Dark Reprise: Somewhat different, in that the song Jane Avril sings is lighter than her first one, but is less emotionally resonant and more hollow. Even more appropriately, at the end, as Toulouse-Lautrec dies misunderstood, the dancers from his happy days at the Moulin reappear before him one last time to say goodbye—though they imply they'll meet again in heaven.
Downer Ending: Toulouse-Lautrec dies, while his parents and his contemporaries don't understand his art, or anything he's ever done while alive, and he just misses—by HOURS—the love of his life, now gone forever. Sadly, this is Truth in Television, as it really did end this way for him.
Gay Paree: Averted, in that the presented Paris is historically accurate, with the very real danger of being mugged, prostitutes being picked up by the police, and streets that stink to high heaven from the products manufactured there.

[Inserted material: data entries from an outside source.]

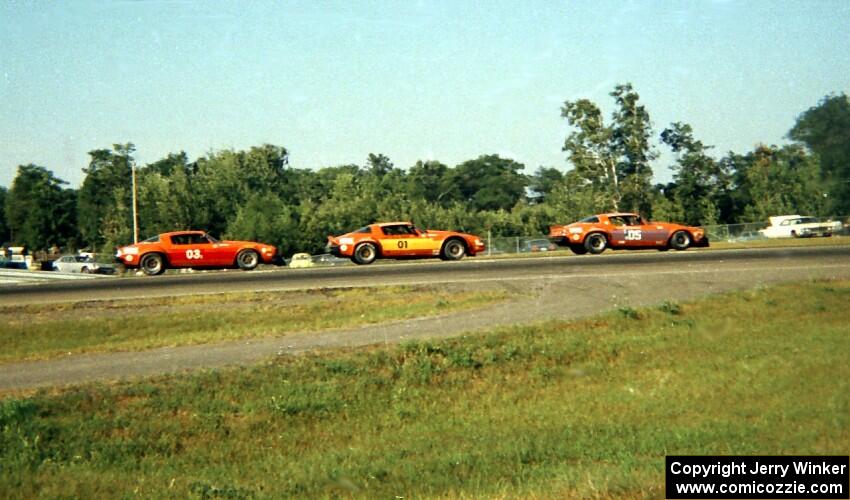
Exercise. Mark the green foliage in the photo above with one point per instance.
(265, 217)
(489, 182)
(699, 180)
(825, 129)
(255, 194)
(39, 211)
(780, 181)
(4, 225)
(104, 201)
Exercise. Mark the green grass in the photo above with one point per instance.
(584, 409)
(45, 331)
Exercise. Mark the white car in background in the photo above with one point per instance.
(75, 264)
(799, 226)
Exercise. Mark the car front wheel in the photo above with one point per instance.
(596, 243)
(453, 250)
(365, 253)
(247, 260)
(578, 249)
(152, 264)
(680, 240)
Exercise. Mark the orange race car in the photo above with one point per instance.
(625, 231)
(195, 249)
(400, 240)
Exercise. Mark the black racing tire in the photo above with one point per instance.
(152, 264)
(365, 253)
(453, 249)
(680, 240)
(578, 249)
(595, 243)
(247, 259)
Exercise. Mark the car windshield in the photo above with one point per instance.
(401, 229)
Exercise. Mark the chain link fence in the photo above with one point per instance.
(732, 233)
(752, 231)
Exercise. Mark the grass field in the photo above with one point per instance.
(581, 409)
(45, 331)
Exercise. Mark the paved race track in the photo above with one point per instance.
(420, 272)
(559, 288)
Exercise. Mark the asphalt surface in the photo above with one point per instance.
(559, 288)
(418, 272)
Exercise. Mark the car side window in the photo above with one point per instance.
(397, 230)
(198, 239)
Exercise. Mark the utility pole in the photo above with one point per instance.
(135, 212)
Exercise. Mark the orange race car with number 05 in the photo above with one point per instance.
(401, 240)
(625, 231)
(195, 249)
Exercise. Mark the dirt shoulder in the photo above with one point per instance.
(554, 297)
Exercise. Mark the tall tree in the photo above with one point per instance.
(4, 226)
(430, 181)
(825, 130)
(699, 179)
(105, 197)
(630, 134)
(590, 151)
(542, 182)
(40, 211)
(781, 181)
(613, 160)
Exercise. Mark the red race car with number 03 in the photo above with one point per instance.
(401, 240)
(625, 231)
(195, 249)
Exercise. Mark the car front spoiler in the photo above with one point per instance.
(333, 250)
(703, 243)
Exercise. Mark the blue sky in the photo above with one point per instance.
(335, 81)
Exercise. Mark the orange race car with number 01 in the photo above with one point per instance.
(625, 231)
(195, 249)
(401, 240)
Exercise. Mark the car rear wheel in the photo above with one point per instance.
(578, 249)
(152, 264)
(680, 240)
(453, 250)
(596, 243)
(247, 260)
(365, 253)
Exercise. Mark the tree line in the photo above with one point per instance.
(255, 194)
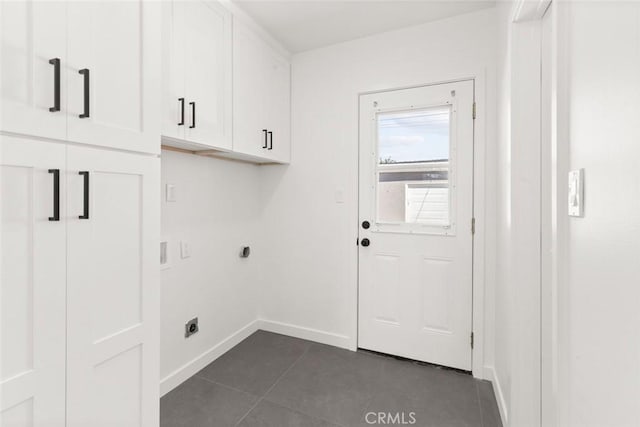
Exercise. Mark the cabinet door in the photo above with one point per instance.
(118, 42)
(207, 27)
(250, 97)
(32, 34)
(173, 78)
(112, 288)
(32, 285)
(261, 89)
(278, 87)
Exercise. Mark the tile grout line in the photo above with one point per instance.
(225, 385)
(480, 405)
(261, 398)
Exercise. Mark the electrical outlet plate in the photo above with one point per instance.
(191, 327)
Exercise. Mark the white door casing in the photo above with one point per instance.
(112, 296)
(32, 285)
(415, 277)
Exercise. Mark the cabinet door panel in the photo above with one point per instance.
(113, 296)
(207, 28)
(261, 92)
(250, 97)
(173, 81)
(32, 285)
(278, 86)
(119, 43)
(32, 33)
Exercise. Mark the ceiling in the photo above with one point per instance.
(308, 24)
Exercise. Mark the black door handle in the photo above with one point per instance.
(181, 101)
(193, 115)
(56, 84)
(85, 208)
(85, 73)
(56, 195)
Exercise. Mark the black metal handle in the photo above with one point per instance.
(56, 84)
(85, 215)
(181, 101)
(85, 73)
(193, 115)
(56, 195)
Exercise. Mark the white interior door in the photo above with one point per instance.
(33, 36)
(207, 27)
(116, 46)
(112, 285)
(416, 208)
(32, 285)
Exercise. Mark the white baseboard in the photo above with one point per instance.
(187, 370)
(310, 334)
(491, 375)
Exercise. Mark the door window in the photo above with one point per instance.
(413, 169)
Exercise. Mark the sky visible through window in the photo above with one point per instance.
(414, 136)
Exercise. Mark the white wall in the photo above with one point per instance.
(216, 212)
(600, 354)
(310, 285)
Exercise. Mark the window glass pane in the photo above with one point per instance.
(413, 167)
(414, 136)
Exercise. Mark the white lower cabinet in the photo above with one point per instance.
(80, 291)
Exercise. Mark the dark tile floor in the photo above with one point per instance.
(272, 380)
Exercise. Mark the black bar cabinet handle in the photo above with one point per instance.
(56, 84)
(193, 115)
(85, 73)
(56, 195)
(85, 215)
(181, 101)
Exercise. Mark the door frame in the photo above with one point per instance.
(479, 205)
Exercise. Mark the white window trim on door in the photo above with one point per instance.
(479, 76)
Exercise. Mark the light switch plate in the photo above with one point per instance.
(170, 193)
(185, 250)
(576, 193)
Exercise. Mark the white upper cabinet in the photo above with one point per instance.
(113, 74)
(32, 67)
(88, 72)
(261, 98)
(198, 75)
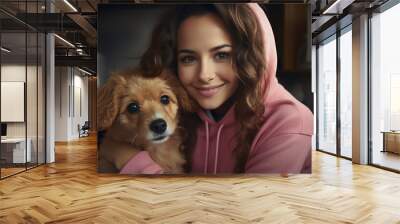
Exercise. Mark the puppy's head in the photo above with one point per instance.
(145, 110)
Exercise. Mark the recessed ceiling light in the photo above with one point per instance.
(70, 5)
(65, 41)
(5, 50)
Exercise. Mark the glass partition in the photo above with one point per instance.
(385, 89)
(327, 95)
(346, 93)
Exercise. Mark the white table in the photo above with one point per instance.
(16, 146)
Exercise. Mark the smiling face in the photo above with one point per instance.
(205, 60)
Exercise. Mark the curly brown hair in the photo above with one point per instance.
(249, 61)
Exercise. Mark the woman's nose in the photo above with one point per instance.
(206, 72)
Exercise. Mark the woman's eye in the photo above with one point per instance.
(164, 99)
(222, 56)
(187, 59)
(133, 108)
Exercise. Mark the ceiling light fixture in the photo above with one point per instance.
(337, 7)
(5, 50)
(65, 41)
(70, 5)
(84, 71)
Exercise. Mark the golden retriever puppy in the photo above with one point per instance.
(141, 113)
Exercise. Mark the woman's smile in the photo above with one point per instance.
(209, 91)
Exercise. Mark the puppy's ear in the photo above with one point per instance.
(184, 101)
(108, 100)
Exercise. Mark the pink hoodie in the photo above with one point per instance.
(282, 145)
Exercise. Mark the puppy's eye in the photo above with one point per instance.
(133, 108)
(164, 99)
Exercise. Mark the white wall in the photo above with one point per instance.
(71, 93)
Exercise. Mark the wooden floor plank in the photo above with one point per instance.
(71, 191)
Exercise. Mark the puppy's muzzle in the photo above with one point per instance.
(158, 126)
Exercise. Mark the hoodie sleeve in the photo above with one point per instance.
(286, 153)
(141, 163)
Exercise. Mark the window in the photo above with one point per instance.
(385, 85)
(346, 93)
(327, 96)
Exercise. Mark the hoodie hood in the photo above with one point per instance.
(269, 78)
(268, 81)
(282, 144)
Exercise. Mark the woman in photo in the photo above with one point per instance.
(225, 57)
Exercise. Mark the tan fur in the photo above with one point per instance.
(128, 133)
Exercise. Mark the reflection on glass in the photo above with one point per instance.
(41, 97)
(385, 85)
(327, 97)
(13, 85)
(346, 94)
(31, 101)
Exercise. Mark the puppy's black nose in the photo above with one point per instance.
(158, 126)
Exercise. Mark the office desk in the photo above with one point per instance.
(391, 141)
(13, 150)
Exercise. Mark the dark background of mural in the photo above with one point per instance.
(124, 33)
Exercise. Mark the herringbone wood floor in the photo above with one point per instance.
(70, 191)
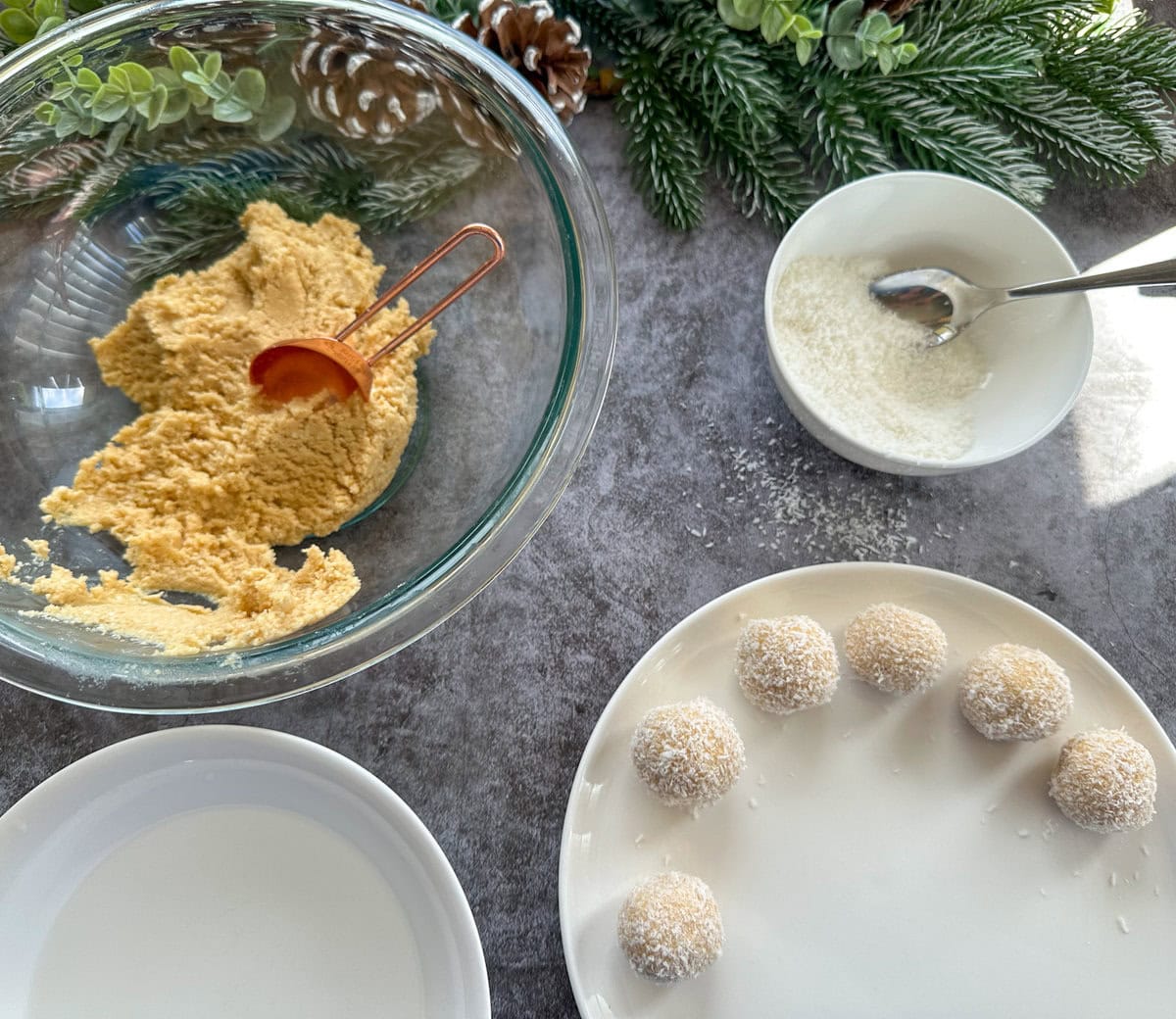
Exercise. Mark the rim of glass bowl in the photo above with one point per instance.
(251, 676)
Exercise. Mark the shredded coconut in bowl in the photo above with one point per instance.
(867, 372)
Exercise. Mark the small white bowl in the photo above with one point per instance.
(1039, 351)
(232, 872)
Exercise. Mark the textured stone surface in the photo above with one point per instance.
(480, 725)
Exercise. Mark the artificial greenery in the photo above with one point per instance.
(197, 205)
(851, 35)
(1008, 92)
(135, 98)
(24, 20)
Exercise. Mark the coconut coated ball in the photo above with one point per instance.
(669, 928)
(785, 665)
(1105, 781)
(1015, 693)
(897, 649)
(688, 753)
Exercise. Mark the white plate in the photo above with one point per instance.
(877, 858)
(224, 871)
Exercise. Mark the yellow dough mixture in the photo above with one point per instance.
(212, 475)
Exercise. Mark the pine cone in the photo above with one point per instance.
(541, 47)
(362, 82)
(895, 8)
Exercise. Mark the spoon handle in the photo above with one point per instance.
(1138, 276)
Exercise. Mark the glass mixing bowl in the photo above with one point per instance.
(510, 392)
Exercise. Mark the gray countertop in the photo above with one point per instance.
(480, 725)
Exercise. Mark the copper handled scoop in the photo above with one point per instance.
(292, 368)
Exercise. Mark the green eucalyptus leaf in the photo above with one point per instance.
(775, 23)
(845, 52)
(118, 78)
(117, 136)
(110, 107)
(68, 123)
(176, 107)
(276, 118)
(168, 77)
(250, 86)
(232, 111)
(181, 60)
(806, 29)
(138, 76)
(156, 107)
(18, 25)
(212, 65)
(844, 17)
(874, 25)
(730, 16)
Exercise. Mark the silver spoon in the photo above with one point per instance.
(947, 304)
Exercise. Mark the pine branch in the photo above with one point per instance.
(845, 145)
(769, 178)
(418, 188)
(927, 134)
(665, 161)
(717, 69)
(1142, 52)
(1033, 18)
(609, 24)
(1074, 134)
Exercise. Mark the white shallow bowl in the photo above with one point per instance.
(230, 872)
(877, 859)
(1039, 351)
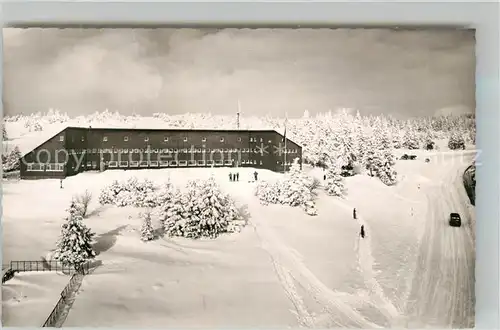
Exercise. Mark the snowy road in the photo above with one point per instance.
(443, 286)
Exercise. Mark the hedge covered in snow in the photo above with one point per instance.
(202, 210)
(132, 192)
(296, 189)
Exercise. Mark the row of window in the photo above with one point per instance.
(36, 167)
(166, 139)
(175, 150)
(174, 163)
(59, 167)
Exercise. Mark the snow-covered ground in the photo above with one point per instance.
(284, 269)
(28, 298)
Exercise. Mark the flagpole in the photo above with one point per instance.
(284, 151)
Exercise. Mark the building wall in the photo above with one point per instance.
(46, 160)
(95, 149)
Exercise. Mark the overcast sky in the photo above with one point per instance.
(407, 73)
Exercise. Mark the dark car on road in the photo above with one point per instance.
(455, 220)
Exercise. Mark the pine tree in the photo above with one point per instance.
(386, 171)
(334, 184)
(4, 133)
(75, 244)
(147, 232)
(456, 141)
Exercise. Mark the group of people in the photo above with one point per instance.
(236, 176)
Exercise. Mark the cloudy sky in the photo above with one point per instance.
(80, 71)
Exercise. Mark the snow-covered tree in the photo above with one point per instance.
(386, 172)
(75, 244)
(456, 141)
(147, 232)
(335, 185)
(11, 160)
(296, 189)
(203, 211)
(410, 139)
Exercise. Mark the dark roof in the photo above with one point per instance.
(130, 129)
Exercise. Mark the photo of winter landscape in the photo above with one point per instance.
(238, 178)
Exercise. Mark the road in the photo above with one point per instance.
(442, 294)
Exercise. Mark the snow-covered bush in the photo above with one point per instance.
(75, 244)
(11, 160)
(334, 184)
(147, 231)
(133, 192)
(82, 201)
(296, 189)
(386, 172)
(202, 211)
(456, 141)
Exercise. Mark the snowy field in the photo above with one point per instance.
(233, 279)
(284, 269)
(28, 298)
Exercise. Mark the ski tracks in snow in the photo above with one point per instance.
(366, 261)
(289, 268)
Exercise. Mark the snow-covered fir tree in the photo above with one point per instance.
(147, 231)
(456, 141)
(203, 211)
(410, 139)
(334, 184)
(386, 172)
(75, 244)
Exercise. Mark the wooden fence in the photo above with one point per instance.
(47, 266)
(74, 284)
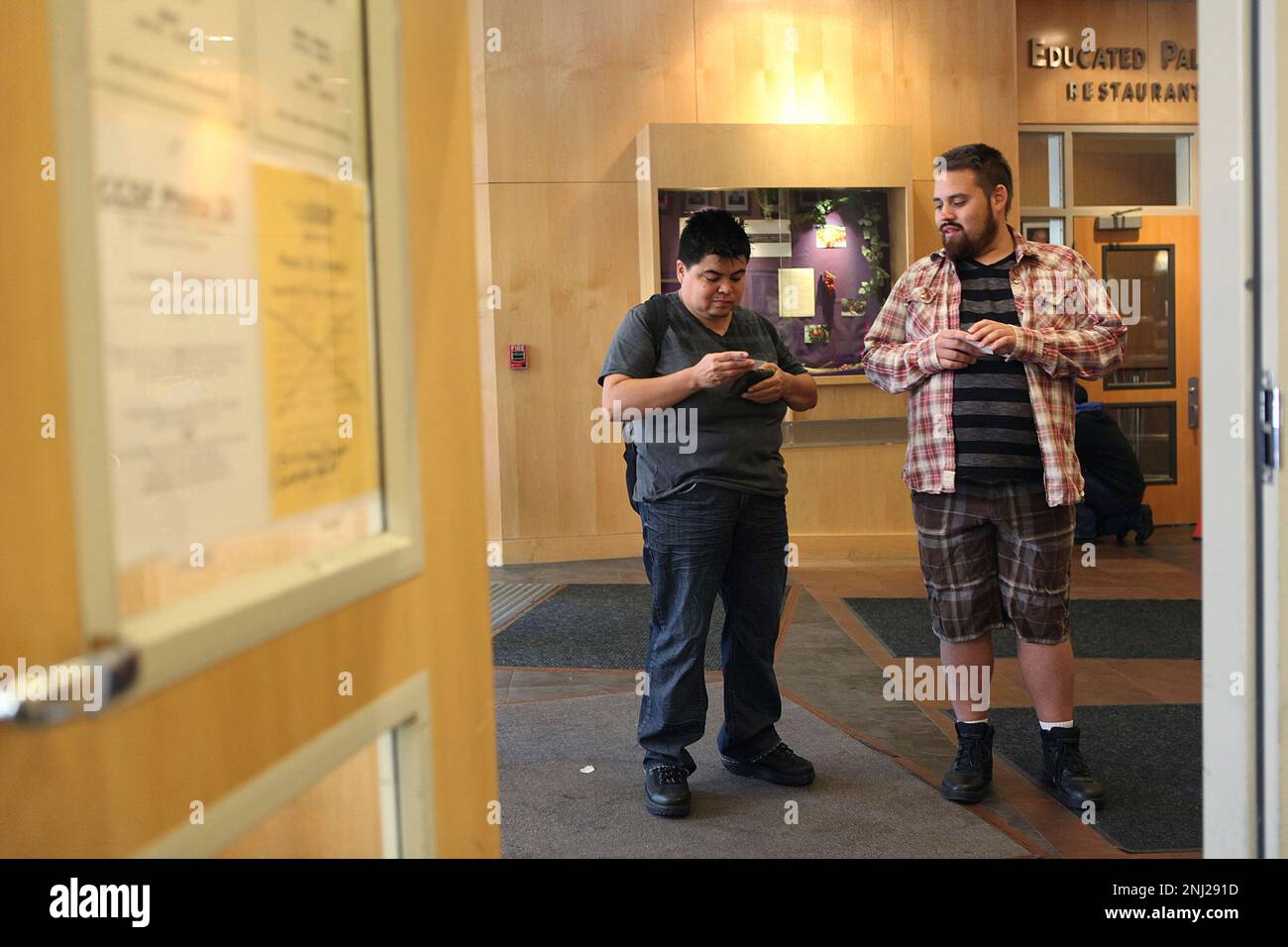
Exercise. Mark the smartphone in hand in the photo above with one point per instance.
(750, 377)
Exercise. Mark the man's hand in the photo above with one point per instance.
(720, 368)
(953, 351)
(769, 390)
(997, 335)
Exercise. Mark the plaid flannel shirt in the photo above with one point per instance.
(1069, 329)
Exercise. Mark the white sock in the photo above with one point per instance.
(1046, 725)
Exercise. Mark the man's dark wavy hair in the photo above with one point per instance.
(713, 232)
(990, 165)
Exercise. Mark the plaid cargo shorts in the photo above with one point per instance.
(996, 556)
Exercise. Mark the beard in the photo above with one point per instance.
(964, 245)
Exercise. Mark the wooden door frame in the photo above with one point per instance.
(185, 637)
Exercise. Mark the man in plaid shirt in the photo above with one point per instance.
(988, 337)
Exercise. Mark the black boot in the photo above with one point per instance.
(1064, 771)
(1144, 523)
(967, 779)
(666, 791)
(780, 766)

Good Costume Switch: Not 'good', per se, but when Jane Avril goes from singing in the Moulin to performing on stage, she wears a far more respectable outfit, much to the disappointment of those who want to remember her as the queen of the tease.
Interrupted Suicide: Interrupted by Toulouse-Lautrec himself, as he decides to devote himself to art, and in an uplifting scene, he shuts off the gas and throws open the window, letting the morning light stream in.
I Resemble That Remark: "I do not have a nose like that! I submit it for anyone: do I have a nose like that?" (He does.)
Ironic Echo: "There's the most divine creature waiting for me..."
I Was Quite a Looker: A very depressing scene in which Toulouse-Lautrec meets La Goulue, now drunken and on the streets.
Zidler: I know I'm making millions, but I liked the Moulin as she was: a little strumpet who thought only of tonight. Now she's grown up and knows better. She has money in her stocking, wears corsets, and never drinks a drop too much. Worst of all, she never sees her old friends anymore...she has gone into society.
Tragic Hero: Toulouse-Lautrec, whose unwillingness to trust even those who try to help him brings about his downfall.
"Well Done, Son" Guy: The Comte de Toulouse-Lautrec practically defines this trope, declaring for most of the movie what he thinks about Henri's art: "Work? A pretext to hang about cheap dance halls and drink all night. You call that pornographic trash work?" By the end, he changes his tune, but by then not only is Henri dying, he's interpreted as good because it's now famous—Henri just wanted it to be liked because it was beautiful.
Will They or Won't They?: Marie Charlet and Toulouse-Lautrec. They don't. Also Henri and Myriamme Hyam. They don't, either.